Around the corner from Jambi, Audubon has welcomed a pair of two-year-old female sea lions who were recovering from injuries and health problems at the Marine Mammal Care Center Los Angeles (MMCCLA) in San Pedro.

The newcomers spent time acclimating to their new home at Audubon Zoo sea lion habitat, they have settled in and have now joined the zoo’s family of four sea lions. Lilli, the 31-year-old matriarch who came to Audubon Zoo in 1990; and three 6-year-olds – females Zoey and Roux, and Huey, a male.

“The sea lion team has been working closely with these two amazing animals since they arrived to build trusting relationships with the care staff by using positive reinforcement training,’’ says Eparvier.

Audubon staff have gotten to know the new sea lions well and chose the perfect names to match their personalities and back stories – “Ayah,’’ which means “miracle’’ in Arabic and “Jolee,’’ beautiful in French.

“Having Ayah and Jolee join our sea lion family is an honor,’’ Eparvier says. “We couldn’t be happier to give them a home here at Audubon Zoo. They are already amazing ambassadors for their species and we hope their stories will inspire our guests to be more aware of how humans impact our fragile oceans and what we all can do to help."

In June 2017, Jolee was found stranded on a jetty off the El Segundo coast suffering from malnourishment, an injury in her left eye and flipper abrasions. In addition, she has cataracts in both eyes and is visually impaired. Jolee, who gets around by following Ayah, can see better when it’s cloudy and uses her vibrissae (the bristle-like hairs on a sea lion’s face) when needed.

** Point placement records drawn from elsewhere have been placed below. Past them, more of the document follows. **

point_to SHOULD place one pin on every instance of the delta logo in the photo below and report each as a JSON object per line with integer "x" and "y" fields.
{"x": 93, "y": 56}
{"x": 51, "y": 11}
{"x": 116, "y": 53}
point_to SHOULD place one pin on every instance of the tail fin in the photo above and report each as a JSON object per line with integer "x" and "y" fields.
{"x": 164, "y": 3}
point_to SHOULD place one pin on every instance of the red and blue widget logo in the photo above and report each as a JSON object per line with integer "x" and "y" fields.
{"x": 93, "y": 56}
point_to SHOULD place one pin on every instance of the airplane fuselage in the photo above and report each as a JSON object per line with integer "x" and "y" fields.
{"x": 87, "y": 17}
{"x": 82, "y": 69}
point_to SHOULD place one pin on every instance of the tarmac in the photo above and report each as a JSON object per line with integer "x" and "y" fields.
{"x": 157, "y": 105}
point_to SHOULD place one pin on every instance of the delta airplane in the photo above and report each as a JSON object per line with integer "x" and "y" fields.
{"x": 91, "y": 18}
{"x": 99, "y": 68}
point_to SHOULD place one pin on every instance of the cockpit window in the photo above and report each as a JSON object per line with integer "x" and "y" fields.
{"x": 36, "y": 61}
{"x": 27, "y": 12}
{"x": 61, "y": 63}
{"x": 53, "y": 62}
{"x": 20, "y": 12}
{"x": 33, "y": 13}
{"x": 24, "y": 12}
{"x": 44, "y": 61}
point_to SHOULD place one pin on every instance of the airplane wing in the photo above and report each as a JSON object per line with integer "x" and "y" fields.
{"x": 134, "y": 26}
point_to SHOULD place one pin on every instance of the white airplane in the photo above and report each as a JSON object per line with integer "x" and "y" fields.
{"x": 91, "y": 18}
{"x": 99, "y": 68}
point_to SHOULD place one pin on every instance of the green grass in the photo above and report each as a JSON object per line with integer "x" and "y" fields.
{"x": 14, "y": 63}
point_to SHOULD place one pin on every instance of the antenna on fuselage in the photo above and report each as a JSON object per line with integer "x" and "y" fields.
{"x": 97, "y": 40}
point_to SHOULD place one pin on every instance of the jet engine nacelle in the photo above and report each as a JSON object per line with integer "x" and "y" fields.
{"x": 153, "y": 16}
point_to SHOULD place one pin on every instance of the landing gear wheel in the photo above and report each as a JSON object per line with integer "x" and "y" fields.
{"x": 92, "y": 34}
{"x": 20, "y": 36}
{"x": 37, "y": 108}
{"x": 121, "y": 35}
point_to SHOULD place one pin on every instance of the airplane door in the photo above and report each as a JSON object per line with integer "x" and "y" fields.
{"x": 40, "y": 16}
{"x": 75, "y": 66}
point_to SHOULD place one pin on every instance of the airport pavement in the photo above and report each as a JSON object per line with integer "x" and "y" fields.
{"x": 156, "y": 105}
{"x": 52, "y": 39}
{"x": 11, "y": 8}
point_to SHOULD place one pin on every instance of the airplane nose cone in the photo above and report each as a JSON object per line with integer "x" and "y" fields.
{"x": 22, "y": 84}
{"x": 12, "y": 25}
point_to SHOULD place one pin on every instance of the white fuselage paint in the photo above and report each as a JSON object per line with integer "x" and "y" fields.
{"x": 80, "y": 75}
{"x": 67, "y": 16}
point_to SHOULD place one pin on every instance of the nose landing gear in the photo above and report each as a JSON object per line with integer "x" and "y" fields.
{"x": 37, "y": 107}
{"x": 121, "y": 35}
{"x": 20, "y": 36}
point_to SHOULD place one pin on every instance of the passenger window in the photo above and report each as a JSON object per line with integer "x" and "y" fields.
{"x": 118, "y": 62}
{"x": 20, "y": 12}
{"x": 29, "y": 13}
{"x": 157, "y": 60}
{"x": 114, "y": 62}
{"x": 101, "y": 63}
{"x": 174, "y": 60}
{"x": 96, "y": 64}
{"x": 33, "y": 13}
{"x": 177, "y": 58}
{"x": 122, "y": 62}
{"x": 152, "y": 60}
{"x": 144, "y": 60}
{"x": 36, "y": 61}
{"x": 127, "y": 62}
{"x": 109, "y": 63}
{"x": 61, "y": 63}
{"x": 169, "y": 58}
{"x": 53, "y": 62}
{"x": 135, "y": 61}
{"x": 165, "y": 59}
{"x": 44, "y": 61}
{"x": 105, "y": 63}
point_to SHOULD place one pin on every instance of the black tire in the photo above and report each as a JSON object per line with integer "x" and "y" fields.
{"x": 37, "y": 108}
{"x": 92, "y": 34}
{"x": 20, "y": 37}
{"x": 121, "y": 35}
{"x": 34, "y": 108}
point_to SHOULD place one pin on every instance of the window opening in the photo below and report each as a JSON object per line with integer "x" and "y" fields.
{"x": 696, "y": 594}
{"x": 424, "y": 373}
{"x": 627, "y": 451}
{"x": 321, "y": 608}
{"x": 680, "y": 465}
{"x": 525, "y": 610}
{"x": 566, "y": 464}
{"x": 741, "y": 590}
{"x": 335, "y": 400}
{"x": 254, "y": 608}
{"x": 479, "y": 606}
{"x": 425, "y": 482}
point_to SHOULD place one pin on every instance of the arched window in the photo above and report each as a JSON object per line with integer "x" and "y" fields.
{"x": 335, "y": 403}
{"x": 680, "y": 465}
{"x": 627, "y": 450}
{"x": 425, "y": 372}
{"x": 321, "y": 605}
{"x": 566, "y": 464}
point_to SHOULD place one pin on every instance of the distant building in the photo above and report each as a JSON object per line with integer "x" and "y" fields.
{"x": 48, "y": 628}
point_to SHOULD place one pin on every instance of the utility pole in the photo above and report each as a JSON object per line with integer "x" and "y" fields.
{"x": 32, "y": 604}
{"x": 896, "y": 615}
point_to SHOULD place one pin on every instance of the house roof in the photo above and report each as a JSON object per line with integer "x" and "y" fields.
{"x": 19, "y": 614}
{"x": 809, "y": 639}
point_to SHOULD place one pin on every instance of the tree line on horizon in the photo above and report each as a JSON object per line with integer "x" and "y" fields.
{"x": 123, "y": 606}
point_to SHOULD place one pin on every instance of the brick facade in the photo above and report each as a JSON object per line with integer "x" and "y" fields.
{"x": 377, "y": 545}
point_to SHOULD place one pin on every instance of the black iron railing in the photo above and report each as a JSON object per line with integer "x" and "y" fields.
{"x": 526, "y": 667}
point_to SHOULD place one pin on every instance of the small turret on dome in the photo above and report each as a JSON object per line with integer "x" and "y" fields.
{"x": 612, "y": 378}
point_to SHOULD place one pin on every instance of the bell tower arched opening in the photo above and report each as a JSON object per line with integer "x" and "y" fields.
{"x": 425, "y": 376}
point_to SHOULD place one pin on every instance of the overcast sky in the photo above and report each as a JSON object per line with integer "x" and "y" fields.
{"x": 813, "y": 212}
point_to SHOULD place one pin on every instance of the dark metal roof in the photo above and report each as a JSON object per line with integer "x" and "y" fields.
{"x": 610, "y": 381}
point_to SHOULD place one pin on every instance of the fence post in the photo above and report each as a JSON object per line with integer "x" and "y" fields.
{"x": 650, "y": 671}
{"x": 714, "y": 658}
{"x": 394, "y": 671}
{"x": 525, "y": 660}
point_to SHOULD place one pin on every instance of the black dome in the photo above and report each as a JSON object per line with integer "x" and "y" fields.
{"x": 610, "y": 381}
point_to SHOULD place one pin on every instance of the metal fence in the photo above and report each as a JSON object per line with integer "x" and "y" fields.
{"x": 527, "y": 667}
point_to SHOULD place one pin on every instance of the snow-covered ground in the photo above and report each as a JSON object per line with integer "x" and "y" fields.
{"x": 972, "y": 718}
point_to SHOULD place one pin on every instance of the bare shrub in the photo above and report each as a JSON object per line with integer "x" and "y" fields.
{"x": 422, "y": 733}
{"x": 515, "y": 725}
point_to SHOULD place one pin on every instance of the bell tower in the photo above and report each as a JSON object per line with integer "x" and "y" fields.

The same month, Ayah was rescued off the Malibu coast. She, too, was malnourished and a later examination revealed that she had a small caliber bullet in the right side of her brain. While the injury resulted in the loss of the left eye, miraculously she suffered no neurological damage. While Ayah has some scarring on the right cornea, she can still see with that eye. Her recovery is remarkable.

“Not every facility wants to take in sea lions with visual issues, but Audubon literally saved their lives by accepting them. We are deeply grateful. For me, these two animals are all about resilience. New Orleans is a perfect home for them,” says Lauren Palmer, staff veterinarian at the Marine Mammal Care Center Los Angeles.

The Marine Mammal Care Center has been rehabilitating sea lions and seals rescued from the California coastline for more than 25 years.

Audubon Nature Institute

Audubon Nature Institute operates a family of museums, parks and research facilities dedicated to celebrating the wonders of nature. Through innovative live animal exhibits, education programs, and scientific discovery, Audubon makes a meaningful contribution to preserving wildlife for the future. Audubon Nature Institute flagships include Audubon Park, Audubon Zoo, Audubon Aquarium of the Americas, Entergy Giant Screen Theater, Audubon Butterfly Garden and Insectarium, Audubon Louisiana Nature Center, Freeport-McMoRan Audubon Species Survival Center, Woldenberg Riverfront Park and Audubon Wilderness Park. Ron Forman is President and CEO of Audubon Nature Institute.